The 30% of source that is ignored
Approximately 30% of source code is not checked for correct syntax (developers can make up any rules they like for its internal syntax), semantic accuracy or consistency; people are content to shrug their shoulders at this this state of affairs and are generally willing to let it pass. I am of course talking about comments; the 30% figure comes from my own measurements with other published measurements falling within a similar ballpark.
Part of the problem is that comments often contain lots of natural language (i.e., human not computer language) and this is known to be very difficult to parse and is thought to be unusable without all sorts of semantic knowledge that is not currently available in machine processable form.
People are good at spotting patterns in ambiguous human communication and deducing possible meanings from it, and this has helped to keep comment usage alive, along with the fact that the information they provide is not usually available elsewhere and comments are right there in front of the person reading the code and of course management loves them as a measurable attribute that is cheap to do and not easily checkable (and what difference does it make if they don’t stay in sync with the code).
One study that did attempt to parse English sentences in comments found that 75% of sentence-style comments were in the past tense, with 55% being some kind of operational description (e.g., “This routine reads the data.”) and 44% having the style of a definition (e.g., “General matrix”).
There is a growing collection of tools for processing natural language (well at least for English). However, given the traditionally poor punctuation used in comments, the use of variable names and very domain specific terminology, full blown English parsing is likely to be very difficult. Some recent research has found that useful information can be extracted using something only a little more linguistically sophisticated than word sense disambiguation.

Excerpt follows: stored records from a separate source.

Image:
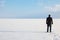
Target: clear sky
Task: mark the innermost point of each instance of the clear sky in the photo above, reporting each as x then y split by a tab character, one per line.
29	8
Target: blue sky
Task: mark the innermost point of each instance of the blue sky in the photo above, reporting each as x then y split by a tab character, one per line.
29	8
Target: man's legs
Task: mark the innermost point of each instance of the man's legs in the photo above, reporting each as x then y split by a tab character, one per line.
50	28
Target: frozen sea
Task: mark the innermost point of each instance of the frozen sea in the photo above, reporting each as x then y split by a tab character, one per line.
28	29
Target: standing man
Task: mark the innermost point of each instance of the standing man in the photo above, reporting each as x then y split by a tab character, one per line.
49	22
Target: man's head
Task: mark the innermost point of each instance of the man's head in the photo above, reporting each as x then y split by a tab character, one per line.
49	15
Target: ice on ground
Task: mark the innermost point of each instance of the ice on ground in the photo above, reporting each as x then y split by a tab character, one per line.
12	29
28	36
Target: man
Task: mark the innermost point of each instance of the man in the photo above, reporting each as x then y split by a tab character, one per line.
49	22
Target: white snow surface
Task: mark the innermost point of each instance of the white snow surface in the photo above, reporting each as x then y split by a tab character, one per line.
28	29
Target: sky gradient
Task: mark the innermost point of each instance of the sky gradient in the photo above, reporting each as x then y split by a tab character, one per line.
29	8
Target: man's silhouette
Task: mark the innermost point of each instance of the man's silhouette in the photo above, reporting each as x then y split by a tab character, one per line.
49	22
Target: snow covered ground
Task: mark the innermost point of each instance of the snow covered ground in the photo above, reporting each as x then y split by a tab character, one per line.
28	29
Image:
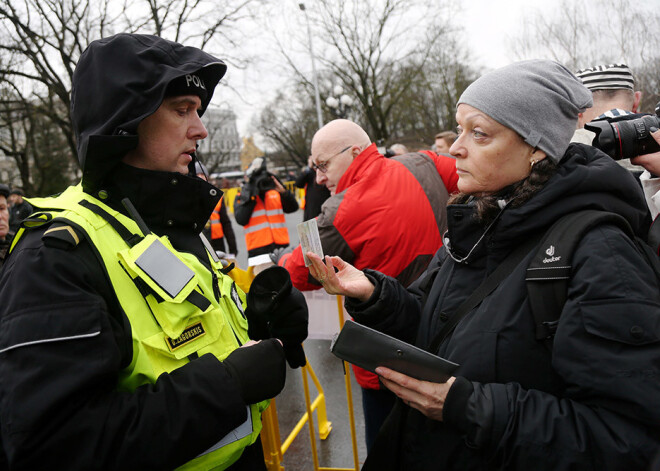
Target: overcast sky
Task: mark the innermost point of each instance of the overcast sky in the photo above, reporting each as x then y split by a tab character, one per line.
489	25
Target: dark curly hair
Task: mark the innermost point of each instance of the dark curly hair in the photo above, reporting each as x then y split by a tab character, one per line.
516	194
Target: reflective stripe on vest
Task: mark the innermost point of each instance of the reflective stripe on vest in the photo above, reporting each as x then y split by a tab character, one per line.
267	224
192	330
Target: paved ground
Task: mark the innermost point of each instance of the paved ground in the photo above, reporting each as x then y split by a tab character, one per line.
336	450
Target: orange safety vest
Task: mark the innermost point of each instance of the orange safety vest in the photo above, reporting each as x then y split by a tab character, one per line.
216	225
267	224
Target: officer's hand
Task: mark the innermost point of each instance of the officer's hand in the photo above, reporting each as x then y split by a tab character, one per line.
276	309
258	368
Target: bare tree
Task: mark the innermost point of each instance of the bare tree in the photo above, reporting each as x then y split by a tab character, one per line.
288	124
41	41
366	45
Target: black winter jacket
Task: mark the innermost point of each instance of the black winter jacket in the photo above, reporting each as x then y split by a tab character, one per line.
593	402
59	404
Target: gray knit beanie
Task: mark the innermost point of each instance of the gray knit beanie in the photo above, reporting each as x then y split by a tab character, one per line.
539	99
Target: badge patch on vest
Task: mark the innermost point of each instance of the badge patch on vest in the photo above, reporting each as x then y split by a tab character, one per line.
191	333
237	299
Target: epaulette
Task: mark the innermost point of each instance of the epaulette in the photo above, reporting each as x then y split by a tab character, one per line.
62	236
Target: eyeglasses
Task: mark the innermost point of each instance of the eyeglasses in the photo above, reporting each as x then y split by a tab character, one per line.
323	166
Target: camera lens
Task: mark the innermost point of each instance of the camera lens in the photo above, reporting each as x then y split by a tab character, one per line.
635	136
625	139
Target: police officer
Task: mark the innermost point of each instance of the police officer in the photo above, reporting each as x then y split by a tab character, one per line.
123	345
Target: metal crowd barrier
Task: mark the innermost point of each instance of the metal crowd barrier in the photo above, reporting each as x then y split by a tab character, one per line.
274	448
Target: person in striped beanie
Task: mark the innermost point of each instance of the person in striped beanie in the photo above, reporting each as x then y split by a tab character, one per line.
612	87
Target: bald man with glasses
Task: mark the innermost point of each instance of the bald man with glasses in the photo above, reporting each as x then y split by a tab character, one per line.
384	214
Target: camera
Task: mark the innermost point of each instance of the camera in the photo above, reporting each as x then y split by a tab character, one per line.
262	181
625	137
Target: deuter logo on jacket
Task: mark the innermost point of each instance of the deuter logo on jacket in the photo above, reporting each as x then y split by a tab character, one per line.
550	252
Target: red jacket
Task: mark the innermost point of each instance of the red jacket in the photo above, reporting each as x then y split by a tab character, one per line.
388	215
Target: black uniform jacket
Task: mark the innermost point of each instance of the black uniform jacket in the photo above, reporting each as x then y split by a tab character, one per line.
590	403
59	407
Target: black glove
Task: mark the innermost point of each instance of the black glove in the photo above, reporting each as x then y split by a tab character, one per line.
276	309
248	190
258	369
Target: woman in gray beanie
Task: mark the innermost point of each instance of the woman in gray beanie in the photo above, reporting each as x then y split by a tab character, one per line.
587	399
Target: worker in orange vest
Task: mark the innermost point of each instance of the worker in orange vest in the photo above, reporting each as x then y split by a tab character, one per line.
260	207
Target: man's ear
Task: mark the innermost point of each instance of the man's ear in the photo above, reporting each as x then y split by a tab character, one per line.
638	98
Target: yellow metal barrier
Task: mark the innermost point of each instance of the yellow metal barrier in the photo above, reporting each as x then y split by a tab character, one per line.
274	450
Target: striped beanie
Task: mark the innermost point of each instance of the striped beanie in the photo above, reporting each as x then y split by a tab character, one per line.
607	77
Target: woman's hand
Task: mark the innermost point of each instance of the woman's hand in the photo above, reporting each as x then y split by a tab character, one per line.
426	397
347	281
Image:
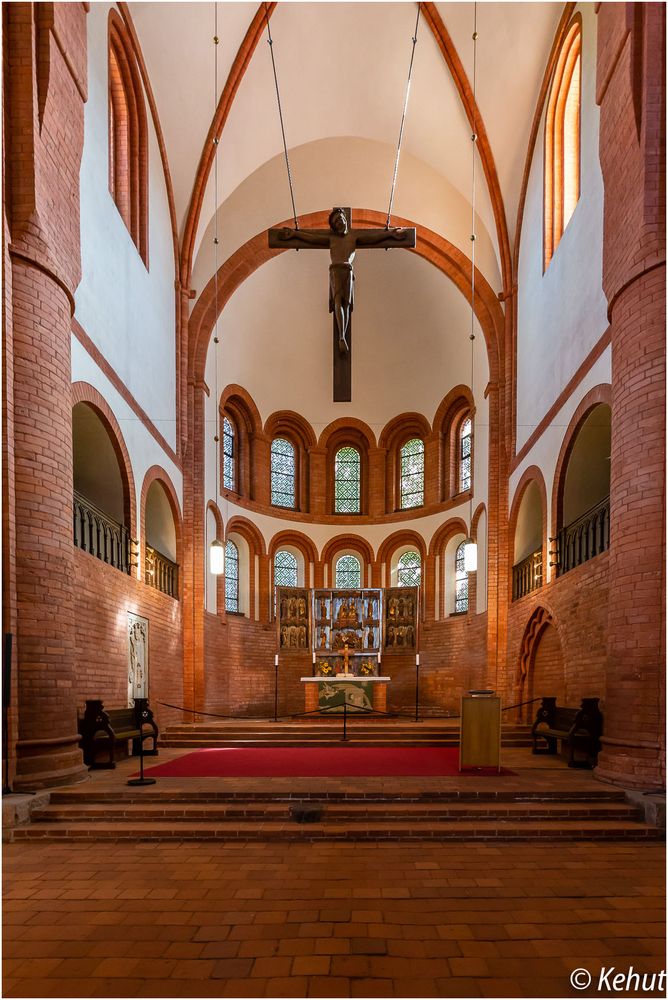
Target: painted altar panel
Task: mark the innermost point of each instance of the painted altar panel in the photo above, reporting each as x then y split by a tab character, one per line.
292	618
401	617
137	658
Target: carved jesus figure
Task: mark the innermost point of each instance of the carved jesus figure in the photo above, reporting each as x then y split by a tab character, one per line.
342	242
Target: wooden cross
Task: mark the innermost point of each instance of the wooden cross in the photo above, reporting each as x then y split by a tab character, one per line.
342	241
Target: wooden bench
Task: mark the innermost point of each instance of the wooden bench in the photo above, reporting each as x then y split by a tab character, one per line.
580	728
102	728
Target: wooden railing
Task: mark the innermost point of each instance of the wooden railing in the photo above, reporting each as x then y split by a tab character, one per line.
528	574
97	533
585	538
161	573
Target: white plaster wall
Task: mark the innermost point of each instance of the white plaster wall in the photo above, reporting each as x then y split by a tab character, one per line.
546	450
143	449
562	313
126	310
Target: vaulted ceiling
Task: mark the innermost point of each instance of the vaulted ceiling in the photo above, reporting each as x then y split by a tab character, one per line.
342	69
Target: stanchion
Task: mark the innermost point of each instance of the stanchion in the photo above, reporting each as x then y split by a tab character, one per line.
276	688
417	687
140	704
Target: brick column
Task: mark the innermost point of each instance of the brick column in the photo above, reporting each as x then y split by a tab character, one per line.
631	94
47	749
46	89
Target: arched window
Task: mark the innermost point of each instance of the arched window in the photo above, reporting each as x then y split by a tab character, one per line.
229	455
128	145
347	481
411	474
282	473
285	569
562	143
465	442
409	569
348	573
461	581
231	577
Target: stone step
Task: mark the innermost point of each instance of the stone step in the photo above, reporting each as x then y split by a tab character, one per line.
361	812
457	829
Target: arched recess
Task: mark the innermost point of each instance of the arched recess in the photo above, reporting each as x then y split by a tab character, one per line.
581	487
540	668
338	434
161	531
239	407
84	393
432	247
527	534
447	421
252	551
297	430
394	436
441	548
215	588
342	545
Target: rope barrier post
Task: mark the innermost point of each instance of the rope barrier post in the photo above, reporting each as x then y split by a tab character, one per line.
276	688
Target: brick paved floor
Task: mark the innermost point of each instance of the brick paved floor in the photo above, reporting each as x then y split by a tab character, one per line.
333	920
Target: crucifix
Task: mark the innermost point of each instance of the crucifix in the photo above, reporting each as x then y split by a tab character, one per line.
342	241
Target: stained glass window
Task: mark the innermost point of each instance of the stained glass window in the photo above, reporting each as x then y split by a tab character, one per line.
285	569
411	484
347	481
465	439
461	581
231	577
229	478
348	573
282	473
409	569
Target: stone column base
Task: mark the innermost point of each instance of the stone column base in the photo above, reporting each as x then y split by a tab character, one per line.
48	763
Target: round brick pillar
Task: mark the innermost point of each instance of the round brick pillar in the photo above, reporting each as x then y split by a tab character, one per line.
47	750
633	745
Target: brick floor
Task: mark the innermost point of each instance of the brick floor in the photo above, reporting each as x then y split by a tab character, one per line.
326	919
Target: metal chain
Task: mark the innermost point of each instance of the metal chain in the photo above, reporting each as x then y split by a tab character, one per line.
403	120
280	115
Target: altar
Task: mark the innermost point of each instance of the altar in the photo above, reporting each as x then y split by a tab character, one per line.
358	694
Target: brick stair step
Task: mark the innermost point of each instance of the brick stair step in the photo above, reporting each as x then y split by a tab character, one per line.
445	830
357	812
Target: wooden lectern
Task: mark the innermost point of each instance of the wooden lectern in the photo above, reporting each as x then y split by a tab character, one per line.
480	730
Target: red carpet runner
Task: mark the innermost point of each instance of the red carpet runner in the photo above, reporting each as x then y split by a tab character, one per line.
317	762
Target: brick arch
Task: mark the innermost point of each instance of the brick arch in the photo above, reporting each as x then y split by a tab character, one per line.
445	256
599	394
218	517
539	622
84	392
297	539
393	437
249	532
341	432
454	407
156	474
532	474
398	538
239	407
347	541
441	537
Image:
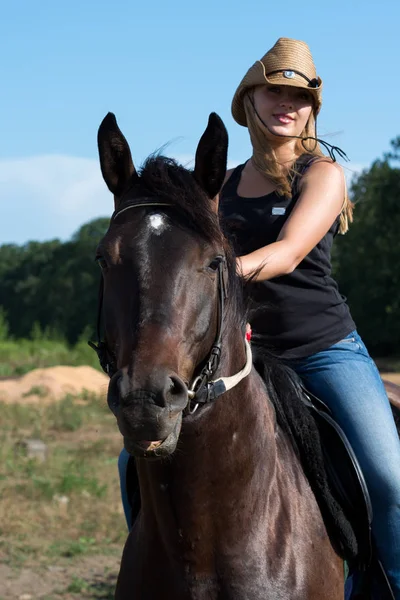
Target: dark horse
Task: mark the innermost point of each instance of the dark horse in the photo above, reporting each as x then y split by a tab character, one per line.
227	512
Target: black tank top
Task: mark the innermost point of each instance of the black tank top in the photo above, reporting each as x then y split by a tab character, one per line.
294	315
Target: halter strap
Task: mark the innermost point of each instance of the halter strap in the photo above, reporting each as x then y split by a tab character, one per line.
202	390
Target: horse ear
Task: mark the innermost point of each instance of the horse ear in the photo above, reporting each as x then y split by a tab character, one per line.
211	156
115	156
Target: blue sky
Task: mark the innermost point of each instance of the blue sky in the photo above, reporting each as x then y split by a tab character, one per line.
162	67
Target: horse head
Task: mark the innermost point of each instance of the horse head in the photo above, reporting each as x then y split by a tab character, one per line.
163	261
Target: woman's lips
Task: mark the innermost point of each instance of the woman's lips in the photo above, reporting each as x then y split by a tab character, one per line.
282	118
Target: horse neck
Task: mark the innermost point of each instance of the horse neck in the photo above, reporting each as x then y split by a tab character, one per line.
221	471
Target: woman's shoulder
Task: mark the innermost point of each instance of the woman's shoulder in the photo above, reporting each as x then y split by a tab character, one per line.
314	169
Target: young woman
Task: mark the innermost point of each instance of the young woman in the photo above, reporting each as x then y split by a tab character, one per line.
282	209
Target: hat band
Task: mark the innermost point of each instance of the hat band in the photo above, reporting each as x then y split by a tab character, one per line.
290	73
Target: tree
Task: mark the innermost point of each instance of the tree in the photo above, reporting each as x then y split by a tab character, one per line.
367	258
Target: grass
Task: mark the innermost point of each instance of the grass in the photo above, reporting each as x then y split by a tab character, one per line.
17	357
69	505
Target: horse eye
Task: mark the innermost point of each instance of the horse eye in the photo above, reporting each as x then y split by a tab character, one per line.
101	262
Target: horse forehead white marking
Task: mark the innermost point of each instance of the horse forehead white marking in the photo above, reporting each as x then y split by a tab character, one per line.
157	223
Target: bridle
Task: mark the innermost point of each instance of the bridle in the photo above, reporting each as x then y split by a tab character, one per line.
202	390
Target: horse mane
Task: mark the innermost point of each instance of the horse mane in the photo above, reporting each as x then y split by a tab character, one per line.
170	182
165	179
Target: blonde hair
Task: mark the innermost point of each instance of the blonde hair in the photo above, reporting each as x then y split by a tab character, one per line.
265	161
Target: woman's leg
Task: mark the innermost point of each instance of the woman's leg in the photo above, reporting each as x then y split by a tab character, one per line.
347	380
122	470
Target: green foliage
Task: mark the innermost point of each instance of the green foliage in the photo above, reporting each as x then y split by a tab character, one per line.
4	329
49	289
367	258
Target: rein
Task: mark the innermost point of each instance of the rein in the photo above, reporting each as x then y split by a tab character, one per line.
202	390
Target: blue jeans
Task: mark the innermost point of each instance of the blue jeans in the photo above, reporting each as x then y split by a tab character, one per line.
347	380
345	377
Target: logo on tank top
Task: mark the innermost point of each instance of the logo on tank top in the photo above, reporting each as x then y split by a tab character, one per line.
278	210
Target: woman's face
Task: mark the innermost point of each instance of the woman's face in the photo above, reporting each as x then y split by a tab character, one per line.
284	109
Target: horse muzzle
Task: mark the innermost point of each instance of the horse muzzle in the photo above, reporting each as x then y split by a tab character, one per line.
149	412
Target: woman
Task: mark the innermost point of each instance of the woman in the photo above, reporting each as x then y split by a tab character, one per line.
282	209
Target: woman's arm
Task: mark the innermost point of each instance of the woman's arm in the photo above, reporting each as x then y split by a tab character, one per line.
320	202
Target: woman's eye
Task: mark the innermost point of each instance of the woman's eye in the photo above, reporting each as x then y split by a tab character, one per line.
304	96
101	262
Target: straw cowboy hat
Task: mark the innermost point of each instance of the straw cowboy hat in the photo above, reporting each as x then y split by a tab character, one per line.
289	62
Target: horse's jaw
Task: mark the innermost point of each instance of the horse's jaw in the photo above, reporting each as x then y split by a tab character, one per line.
156	449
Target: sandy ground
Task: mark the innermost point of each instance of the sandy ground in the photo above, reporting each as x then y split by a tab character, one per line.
87	577
51	384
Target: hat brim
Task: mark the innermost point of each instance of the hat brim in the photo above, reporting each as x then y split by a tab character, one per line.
256	76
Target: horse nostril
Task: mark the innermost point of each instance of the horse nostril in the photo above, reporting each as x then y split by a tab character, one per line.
177	387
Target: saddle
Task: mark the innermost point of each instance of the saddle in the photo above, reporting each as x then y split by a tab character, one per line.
367	579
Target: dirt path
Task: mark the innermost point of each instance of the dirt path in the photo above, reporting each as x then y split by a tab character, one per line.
88	577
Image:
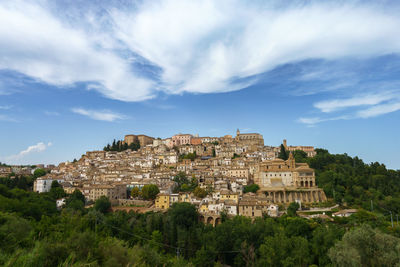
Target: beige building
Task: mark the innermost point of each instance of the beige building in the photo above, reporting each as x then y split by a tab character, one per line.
110	191
142	139
249	138
181	139
288	181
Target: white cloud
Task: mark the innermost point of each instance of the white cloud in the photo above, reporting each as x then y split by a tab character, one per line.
5	107
51	113
35	42
7	118
379	110
378	104
203	46
312	121
101	115
365	100
39	147
200	46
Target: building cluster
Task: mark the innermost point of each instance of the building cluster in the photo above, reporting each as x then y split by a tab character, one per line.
6	171
222	166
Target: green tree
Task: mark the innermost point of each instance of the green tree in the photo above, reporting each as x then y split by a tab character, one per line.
56	190
365	246
135	192
150	191
102	204
200	192
293	207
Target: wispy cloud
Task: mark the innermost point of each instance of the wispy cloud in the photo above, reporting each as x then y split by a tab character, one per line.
39	147
51	113
379	110
5	107
101	115
195	46
312	121
364	100
362	106
7	118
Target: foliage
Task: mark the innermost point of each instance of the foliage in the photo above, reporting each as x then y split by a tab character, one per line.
251	188
183	184
135	192
149	192
293	207
199	192
352	182
102	204
365	246
34	233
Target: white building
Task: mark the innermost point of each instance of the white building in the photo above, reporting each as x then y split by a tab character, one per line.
42	185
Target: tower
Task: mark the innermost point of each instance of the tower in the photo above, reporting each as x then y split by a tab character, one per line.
291	161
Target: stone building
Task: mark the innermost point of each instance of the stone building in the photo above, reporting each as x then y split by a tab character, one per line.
142	139
110	191
287	181
249	138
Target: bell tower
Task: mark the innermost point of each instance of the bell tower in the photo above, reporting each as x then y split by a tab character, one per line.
291	161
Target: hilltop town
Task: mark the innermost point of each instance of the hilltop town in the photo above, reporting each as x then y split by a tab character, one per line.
221	167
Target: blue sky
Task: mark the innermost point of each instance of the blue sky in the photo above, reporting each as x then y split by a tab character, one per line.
74	76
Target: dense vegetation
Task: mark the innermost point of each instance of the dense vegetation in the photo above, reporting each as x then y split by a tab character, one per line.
121	146
34	233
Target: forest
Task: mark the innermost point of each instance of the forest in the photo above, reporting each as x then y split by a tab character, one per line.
33	232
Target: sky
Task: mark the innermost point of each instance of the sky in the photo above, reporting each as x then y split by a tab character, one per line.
74	75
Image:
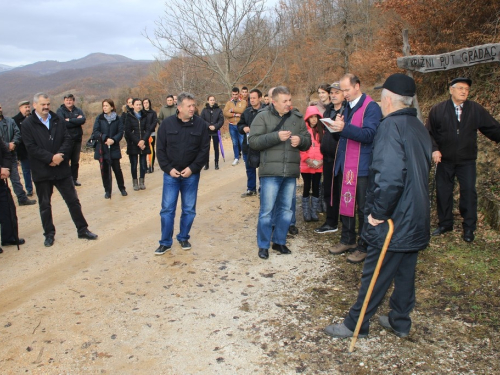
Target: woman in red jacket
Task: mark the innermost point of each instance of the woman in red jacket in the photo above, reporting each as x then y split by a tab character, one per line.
311	165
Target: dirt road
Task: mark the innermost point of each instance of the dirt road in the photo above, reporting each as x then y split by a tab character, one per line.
112	306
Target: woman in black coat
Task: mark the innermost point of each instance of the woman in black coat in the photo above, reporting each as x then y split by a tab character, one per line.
153	120
108	130
137	132
212	115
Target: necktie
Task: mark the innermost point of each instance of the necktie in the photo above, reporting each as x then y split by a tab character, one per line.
459	112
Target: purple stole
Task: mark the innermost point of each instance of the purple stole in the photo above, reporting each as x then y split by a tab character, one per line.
351	165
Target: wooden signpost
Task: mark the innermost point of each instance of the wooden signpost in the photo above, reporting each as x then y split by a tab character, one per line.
485	53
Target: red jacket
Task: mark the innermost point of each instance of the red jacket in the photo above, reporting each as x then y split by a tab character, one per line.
314	151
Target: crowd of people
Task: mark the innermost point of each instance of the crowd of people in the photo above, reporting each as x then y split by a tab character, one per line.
358	160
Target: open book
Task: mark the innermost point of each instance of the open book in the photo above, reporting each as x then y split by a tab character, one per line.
328	123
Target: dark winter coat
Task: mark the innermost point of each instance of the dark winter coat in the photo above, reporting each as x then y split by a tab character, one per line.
278	158
5	157
74	124
43	144
246	120
182	144
9	131
329	141
136	131
108	130
398	183
21	148
213	116
457	140
152	118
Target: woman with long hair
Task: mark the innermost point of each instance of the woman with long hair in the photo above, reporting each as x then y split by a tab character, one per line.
153	120
137	132
108	130
311	165
214	118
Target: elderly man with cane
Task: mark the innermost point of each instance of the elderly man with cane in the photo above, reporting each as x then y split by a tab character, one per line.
397	190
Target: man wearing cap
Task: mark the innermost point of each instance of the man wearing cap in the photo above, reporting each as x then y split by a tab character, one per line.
357	128
22	154
48	144
11	135
453	126
329	149
75	119
398	178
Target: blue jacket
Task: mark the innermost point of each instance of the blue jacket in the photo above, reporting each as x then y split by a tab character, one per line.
364	135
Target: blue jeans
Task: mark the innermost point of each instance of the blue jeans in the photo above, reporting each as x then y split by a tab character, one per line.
276	194
251	175
237	139
188	187
143	165
28	182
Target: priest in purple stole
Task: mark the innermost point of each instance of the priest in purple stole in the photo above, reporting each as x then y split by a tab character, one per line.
357	128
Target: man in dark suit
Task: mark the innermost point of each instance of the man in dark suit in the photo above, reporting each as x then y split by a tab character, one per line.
49	146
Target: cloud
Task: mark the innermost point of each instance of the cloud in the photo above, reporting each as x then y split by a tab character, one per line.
33	31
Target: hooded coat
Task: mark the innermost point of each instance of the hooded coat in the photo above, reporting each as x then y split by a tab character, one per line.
398	183
314	151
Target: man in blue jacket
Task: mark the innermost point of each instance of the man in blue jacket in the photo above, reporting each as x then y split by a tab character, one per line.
357	128
397	190
183	148
74	119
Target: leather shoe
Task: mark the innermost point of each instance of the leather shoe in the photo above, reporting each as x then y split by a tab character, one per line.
88	235
281	248
13	243
468	235
441	230
49	241
341	248
263	253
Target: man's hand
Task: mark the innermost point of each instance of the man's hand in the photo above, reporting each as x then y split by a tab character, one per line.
295	140
175	173
284	135
436	157
338	124
186	172
373	221
4	173
57	159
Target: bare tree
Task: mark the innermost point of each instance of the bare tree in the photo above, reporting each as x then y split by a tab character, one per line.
221	37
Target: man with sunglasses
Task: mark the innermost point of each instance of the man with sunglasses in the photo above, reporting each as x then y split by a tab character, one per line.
453	126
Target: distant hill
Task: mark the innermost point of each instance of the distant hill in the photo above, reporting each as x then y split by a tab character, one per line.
4	68
95	75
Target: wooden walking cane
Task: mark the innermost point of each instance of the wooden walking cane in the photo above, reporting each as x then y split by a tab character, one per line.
372	284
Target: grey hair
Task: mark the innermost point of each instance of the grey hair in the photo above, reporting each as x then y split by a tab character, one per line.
280	90
398	100
39	95
184	95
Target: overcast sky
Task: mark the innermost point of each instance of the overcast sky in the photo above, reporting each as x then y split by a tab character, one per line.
39	30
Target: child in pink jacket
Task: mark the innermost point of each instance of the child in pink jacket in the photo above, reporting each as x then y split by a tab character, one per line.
311	165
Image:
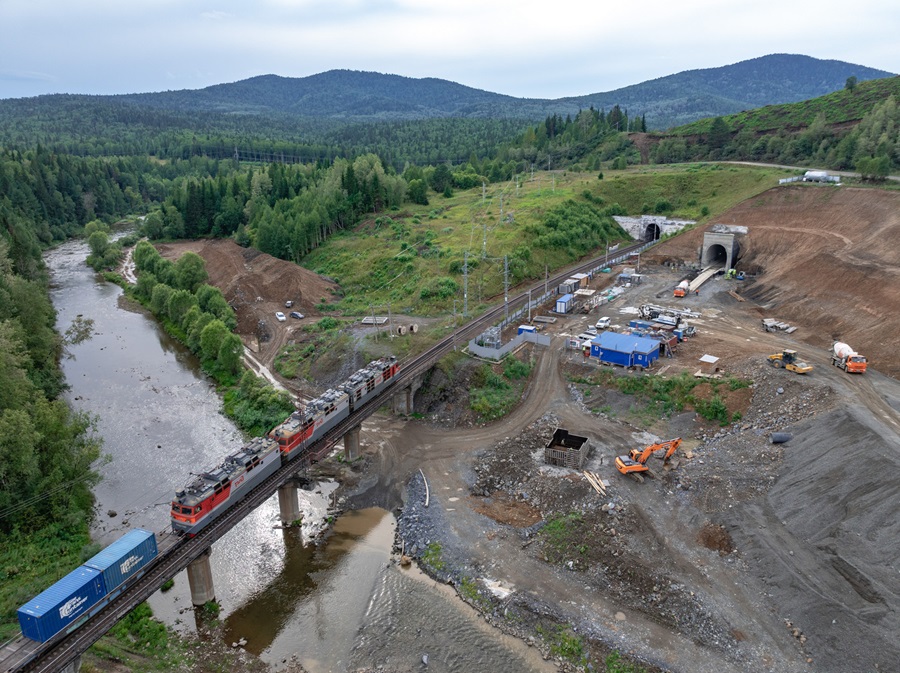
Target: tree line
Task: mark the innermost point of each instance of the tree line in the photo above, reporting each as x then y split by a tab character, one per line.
871	147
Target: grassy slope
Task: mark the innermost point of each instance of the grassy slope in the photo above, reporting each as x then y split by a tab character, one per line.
837	108
391	257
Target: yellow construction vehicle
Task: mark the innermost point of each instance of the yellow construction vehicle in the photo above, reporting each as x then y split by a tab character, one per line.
634	465
788	360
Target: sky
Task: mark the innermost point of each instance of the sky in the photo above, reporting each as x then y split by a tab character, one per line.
526	48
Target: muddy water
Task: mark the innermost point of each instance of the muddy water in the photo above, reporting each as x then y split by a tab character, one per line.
331	606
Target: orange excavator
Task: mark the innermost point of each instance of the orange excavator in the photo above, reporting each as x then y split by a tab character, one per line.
634	465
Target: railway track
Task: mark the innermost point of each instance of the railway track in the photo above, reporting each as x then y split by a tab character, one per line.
176	553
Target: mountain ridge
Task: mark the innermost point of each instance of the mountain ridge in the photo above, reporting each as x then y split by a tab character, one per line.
665	101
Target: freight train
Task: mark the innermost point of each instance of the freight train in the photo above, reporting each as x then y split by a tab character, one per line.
82	593
68	603
210	493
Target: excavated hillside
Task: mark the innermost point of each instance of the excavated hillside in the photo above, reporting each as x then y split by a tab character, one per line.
823	258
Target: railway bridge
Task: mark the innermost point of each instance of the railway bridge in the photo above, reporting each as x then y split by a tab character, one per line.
63	653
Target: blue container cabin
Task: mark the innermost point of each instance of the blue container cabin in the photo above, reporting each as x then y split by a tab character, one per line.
625	350
61	605
564	303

The designers of the iComment system sensibly limited the analysis domain (to memory/file lock related activities), simplified the parsing requirements (to looking for limited forms of requirements wording) and kept developers in the loop for some of the processing (e.g., listing lock related function names). The aim was to find inconsistencies between the requirements expressed in comments and what the code actually did. Within the Linux/Mozilla/Wine/Apache sources they found 33 faults in the code and 27 in the comments, claiming a 38.8% false positive rate.
If these impressive figures can be replicated for other kinds of coding constructs then comment contents will start to leave the dark ages.